Il libro Perfection in form mi aveva rassicurato in questa mia sicurezza (nel libro si dimostra un parallelismo tra classici, Michelangelo in primis, e fotografie), però, perché c’è sempre un però, bisogna con onestà ammettere che prima e in maniera sovrastante per lunga pezza rispetto ad ogni altro valore le fotografie di Mapplethorpe hanno avuto un valore documentale. L’aver mostrato una parte della rivoluzione sessuale statunitense anni settanta, aver osato scoprire le abitudine anche più estreme del mondo della omosessualità, aver sdoganato (per un breve periodo) il pene maschile come possibile oggetto d’arte, ebbene ha certamente decretato il successo di Mapplethorpe.
In questo il pubblico e la critica hanno immagino voluto premiare il coraggio, l’onestà oltre che la sapienza nella visione.
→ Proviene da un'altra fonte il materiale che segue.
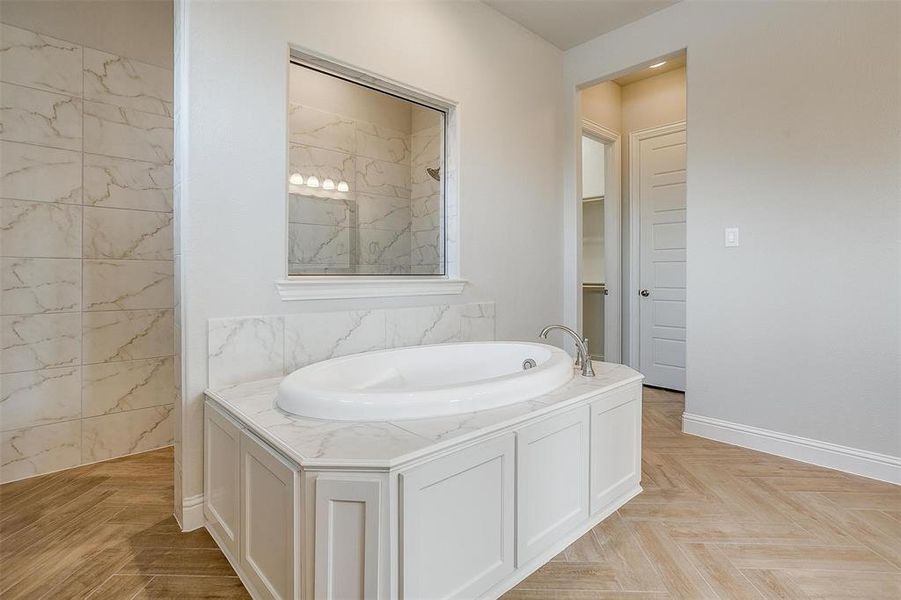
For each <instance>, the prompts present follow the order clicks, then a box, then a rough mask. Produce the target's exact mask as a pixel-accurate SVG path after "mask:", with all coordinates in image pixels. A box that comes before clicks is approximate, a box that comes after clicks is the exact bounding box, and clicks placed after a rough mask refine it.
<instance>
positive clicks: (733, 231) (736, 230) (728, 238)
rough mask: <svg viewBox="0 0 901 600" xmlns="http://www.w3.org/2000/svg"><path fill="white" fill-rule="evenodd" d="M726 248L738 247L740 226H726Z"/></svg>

Dico sapienza nella visione perché grazie al documentario ho scoperto che Mapplethorpe tecnicamente non era in grado di svilupparsi e stamparsi le fotografie. Inizialmente cavalcò l’epoca della Polaroid. Poi avuti i quattrini sia grazie alle vendite che ad un amante facoltoso ha potuto permettersi uno stampatore personale che ne seguisse gusti e tendenze.
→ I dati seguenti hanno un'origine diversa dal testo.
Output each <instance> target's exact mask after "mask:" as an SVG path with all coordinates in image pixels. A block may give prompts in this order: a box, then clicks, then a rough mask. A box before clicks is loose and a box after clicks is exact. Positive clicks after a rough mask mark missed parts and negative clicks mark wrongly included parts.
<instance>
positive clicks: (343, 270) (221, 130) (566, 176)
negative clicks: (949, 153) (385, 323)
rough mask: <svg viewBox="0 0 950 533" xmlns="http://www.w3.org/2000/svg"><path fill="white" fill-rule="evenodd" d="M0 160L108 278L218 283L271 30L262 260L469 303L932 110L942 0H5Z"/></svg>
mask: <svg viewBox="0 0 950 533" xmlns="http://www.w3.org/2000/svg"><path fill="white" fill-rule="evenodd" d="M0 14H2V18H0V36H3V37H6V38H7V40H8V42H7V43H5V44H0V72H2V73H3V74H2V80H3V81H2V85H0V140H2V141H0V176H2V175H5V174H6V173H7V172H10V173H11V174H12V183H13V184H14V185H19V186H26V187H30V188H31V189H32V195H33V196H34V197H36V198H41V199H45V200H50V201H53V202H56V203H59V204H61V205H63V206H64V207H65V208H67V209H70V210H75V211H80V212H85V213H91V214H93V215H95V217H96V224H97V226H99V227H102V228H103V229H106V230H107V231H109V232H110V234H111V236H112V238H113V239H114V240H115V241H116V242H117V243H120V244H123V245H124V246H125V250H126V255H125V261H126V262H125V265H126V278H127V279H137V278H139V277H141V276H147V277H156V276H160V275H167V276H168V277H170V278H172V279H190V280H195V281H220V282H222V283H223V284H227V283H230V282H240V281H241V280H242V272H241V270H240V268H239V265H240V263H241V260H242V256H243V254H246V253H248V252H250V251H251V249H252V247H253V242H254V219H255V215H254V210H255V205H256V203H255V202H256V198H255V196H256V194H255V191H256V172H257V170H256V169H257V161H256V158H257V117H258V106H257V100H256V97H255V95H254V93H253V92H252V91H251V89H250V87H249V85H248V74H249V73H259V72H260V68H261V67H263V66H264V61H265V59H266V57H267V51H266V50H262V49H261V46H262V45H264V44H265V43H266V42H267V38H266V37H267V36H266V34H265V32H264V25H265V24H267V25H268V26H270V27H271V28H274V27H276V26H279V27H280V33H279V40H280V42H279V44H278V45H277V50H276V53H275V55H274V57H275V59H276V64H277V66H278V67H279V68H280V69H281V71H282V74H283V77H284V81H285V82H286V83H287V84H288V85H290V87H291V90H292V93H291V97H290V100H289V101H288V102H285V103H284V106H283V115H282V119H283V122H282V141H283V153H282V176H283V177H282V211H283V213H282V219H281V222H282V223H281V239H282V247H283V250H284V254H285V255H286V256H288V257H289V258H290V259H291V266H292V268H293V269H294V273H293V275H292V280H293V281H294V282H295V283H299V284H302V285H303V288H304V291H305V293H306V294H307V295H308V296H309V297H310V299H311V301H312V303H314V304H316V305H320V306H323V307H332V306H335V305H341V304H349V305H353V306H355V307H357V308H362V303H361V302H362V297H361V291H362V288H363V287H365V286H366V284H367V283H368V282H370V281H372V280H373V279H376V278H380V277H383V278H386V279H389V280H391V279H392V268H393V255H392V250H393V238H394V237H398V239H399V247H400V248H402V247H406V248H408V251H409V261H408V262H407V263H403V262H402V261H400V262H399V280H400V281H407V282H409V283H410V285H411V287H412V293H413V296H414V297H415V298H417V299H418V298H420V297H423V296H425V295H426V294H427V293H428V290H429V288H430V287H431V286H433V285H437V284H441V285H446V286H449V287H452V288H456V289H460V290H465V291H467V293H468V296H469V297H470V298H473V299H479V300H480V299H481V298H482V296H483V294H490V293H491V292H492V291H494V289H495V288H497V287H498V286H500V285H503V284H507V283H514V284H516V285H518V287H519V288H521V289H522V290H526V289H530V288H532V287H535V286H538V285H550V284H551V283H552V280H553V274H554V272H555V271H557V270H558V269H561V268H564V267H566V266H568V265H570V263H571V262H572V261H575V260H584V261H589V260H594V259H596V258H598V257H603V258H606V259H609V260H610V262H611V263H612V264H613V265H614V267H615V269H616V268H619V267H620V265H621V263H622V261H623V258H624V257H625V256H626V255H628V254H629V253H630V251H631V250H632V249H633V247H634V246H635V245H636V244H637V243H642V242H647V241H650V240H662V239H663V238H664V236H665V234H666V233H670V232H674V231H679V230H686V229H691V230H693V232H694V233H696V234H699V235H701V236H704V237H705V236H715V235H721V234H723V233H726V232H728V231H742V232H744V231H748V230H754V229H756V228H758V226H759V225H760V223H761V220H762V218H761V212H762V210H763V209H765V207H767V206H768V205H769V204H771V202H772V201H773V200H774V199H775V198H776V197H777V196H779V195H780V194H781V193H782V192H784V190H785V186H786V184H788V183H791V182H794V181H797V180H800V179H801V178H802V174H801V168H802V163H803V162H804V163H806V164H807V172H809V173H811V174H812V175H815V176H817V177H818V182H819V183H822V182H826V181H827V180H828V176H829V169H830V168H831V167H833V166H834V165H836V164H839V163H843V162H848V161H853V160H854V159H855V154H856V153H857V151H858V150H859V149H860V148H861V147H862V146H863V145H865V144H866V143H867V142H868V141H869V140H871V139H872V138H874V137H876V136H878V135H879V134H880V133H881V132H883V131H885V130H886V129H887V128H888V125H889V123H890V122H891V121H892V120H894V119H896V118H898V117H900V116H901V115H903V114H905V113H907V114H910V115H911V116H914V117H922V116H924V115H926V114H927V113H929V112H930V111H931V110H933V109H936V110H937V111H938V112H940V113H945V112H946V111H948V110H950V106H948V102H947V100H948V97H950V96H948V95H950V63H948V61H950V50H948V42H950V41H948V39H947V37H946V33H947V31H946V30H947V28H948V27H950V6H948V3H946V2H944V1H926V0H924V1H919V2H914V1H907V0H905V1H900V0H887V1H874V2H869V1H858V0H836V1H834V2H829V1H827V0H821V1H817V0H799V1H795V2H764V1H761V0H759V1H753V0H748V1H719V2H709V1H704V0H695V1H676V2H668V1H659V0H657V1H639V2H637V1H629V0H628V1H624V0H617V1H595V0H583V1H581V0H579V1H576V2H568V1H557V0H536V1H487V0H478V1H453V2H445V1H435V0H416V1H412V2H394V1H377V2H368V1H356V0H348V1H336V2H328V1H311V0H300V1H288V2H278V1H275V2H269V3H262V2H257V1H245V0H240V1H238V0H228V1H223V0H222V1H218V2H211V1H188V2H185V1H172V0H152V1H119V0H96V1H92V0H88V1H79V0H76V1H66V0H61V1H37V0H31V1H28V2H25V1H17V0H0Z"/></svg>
Ma tornando al dunque l’oggetto, la cosa, il contenuto devono riprendersi questo ruolo centrale? Io dico sempre che ognuno dipinge ciò che vede e noi cosa vediamo oggi?
Caro Sandro, io credo che “la cosa” come la chiami tu, debba essere sempre al centro di ogni riflessione/operazione artistica, al di là di quello che vogliono far crederci, secondo me non se ne può fare a meno.
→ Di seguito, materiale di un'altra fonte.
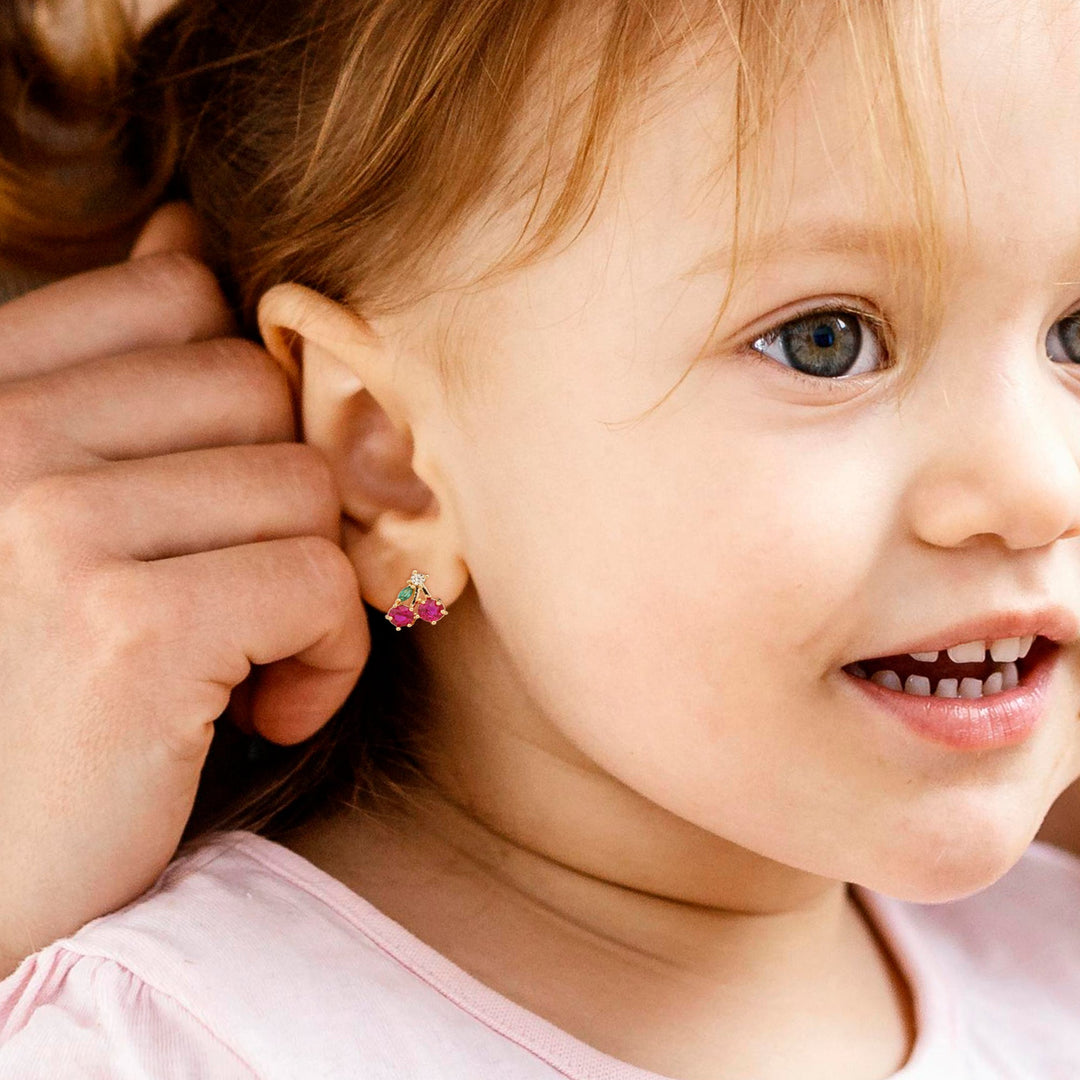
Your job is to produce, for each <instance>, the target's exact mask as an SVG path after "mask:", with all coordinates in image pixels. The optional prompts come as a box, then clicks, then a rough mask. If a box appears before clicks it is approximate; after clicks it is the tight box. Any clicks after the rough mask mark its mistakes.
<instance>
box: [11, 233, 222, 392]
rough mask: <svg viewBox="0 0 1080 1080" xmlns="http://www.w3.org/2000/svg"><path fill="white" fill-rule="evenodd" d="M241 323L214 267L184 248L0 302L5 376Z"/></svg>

Nel caso di Mapplethorpe (che mi affascina e infastidisce al tempo stesso – e non per un antiquato senso del pudore, ma per la “violenza” sbattuta in faccia e senza filtro) è evidente che la “cosa” l'”oggetto” sia testimonianza del suo lavoro… estetico e documentale insieme; il fatto che lui non stampasse è un dettaglio per così dire, l’occhio era il suo e la capacità di cogliere i cambiamenti e le rivoluzioni in atto pure (basta pensare oggi con gli artisti che non scolpiscono o dipingono in prima persona demandando alle loro factory). Tutto il concettuale, il filosofico e il dover necessariamente studiare per comprendere e capire è – secondo me -, un intervento a posteriori che può solo arricchire la nostra conoscenza ed ampliare il nostro pensiero rispetto all’apprezzamento o meno rispetto al tale artista; ma senza la relazione estetica, il beneficio relazionale tra noi e l’opera non si crea. Per cui, confermo che la “cosa”, il “mezzo”, l'”oggetto” debba esserci come condizione sine qua non. Tutto il resto è successivo!
caro Lois, la questione è aperta. Moltissima pittura (quasi tutta quella del novecento, salvo rari casi) ha avuto fortuna a dispetto di temi e oggetti ritratti senza particolari significati. Cezanne in primis, Matisse, lo stesso Picasso (salvo Guernica) e giù giù per le scale fino ai nostri quasi contemporanei Morandi, De Chirico, ecc ecc. In passato il tema, la cosa dipinta, come mi esprimo grossolanamente, aveva maggiore rilievo se non altro perché la pittura era maggiormente racconto di quanto oggi non sia. Oggi la situazione è in parte diversa. Il papa di Catellan, le bandiere di Jasper Johns, la pop art di Wahrol, lo squalo di Hirsht ecc ecc. Però resta predominante almeno in pittura (ma chi si cura ancora della agonizzante arte del dipingere una tela?) una assenza di volontà simbolica nell’oggetto rappresentato. Mapplethorne ci ricorda che la scelta del tema può essere deflagrante. ps: anche io su alcune sue opere sono molto a disagio. che sia per la violenza subita o il disgusto e la lontananza da alcune pratiche non so. resta disagio e repulsione. ma forse questo è quello che voleva.